This morning Seadrill (SDRL) announced another solid quarter for the company, reflecting strong underlying operational performance. For the first quarter of 2012, Seadrill generated US$595 million in earnings before interest, depreciation and amortization [EBITDA]. First quarter net income was reported at $439 million, meaning EPS of $0.89. EPS beat estimates by $0.18, and consolidated of US$1.05 billion was in line with expectations.
The company announced another increase in the ordinary quarterly cash dividend by 2 cents to $0.82, meaning a current annual yield of 8.95%! In addition, Seadrill has announced to pay an extra one-off dividend of $0.15 per share. This is related to an equal cash distribution coming from Seadrill's investment in SapuraCrest.
During the quarter Seadrill secured new contracts with a total revenue potential of $870 million and Seadrill ordered two ultra-deepwater harsh environment semi-submersible rigs, at Jurong and Hyundai, for a total consideration of $1.3 billion. The company also ordered an ultra-deepwater drillship at Samsung for $600 million, to be delivered by Q3-2014.
Besides the previously mentioned $870 million in new contracts, Seadrill was able to secure a 3-year $710 million deal for West Leo, the ultra-deepwater semi-submersible rig, plus a 5-year $235 million deal on the T18, a tender rig.
It's clear that the current outlook and fundamentals for the oil and gas industry still remain strong. Encouraging exploration successes in established as well as frontier basins are leading to an increasing backlog of appraisal and development drilling projects. This continues to support the expectation of continued strength in all sectors of the contract drilling industry for the foreseeable future, beneficial not only to Seadrill, but also to its main peers Ensco (ESV) and of course Transocean (RIG).

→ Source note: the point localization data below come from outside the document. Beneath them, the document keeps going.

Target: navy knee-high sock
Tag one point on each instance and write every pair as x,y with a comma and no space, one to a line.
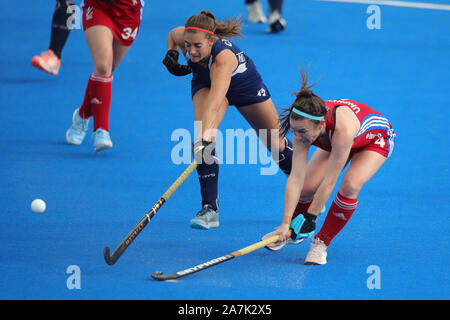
208,175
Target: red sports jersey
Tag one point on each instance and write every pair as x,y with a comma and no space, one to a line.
122,17
375,134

Taking a fundamental look at Seadrill, you first notice that the company currently trades at a higher Price/Book ratio (2.8) than its peer median (1.8). Operating performance is relatively good compared to its peers. The market currently does not expect high earnings growth relative to peers, but seems to expect the company to maintain its relatively high rates of return
A big plus for the company are SDRL's relatively high profit margins compared with its chosen peers, and changes in the company's annual earnings are better than the changes in its revenue, implying better than median cost control and some economies of scale, along with the benefit of a relatively young fleet. The company's relatively high pre-tax margin also suggests tight control on operating costs versus peers.

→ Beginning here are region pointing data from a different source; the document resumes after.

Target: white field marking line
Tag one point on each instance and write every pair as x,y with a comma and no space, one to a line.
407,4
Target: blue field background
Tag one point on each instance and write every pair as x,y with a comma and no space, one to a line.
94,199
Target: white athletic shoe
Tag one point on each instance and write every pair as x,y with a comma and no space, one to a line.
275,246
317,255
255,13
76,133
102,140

While Seadrill's revenues in recent years have grown faster than the peer median, the market gives the stock an about peer median PE ratio, same as ESV and slightly higher than RIG, suggesting that the market has some questions about the company's long-term strategy. This of course has to do with SDRL's Debt to equity relative to its peers:
Despite this fact, Seadrill cash flows still provide the company sufficient interest coverage to take-on additional debt prudently. We've seen the company ordering six new builds in the last 3 months, and the company currently has 18 drilling units under construction. It's clear management remains bullish on the outlook for drilling services, in particular related to the demand for high-specification equipment.
Many have had questions and worries about SDRL's dividend policy in recent quarters, but with market leading Return on Equity [ROE] and ever increasing demand from the company's 6 main customers, namely oil and gas giants Petrobras (PBR), Statoil (STO), Total (TOT), Shell (RDS.A), BP (BP) and Exxon (XOM), there's little reason to assume management will change its policy of generous distributions any time soon. Ever higher dayrates enjoyed by the company and its peers mean Seadrill can continue to finance its dividend and at the same time grow its versatile current fleet of 63 units, to profitably operate everywhere from shallow waters to ultra-deepwater harsh environment areas.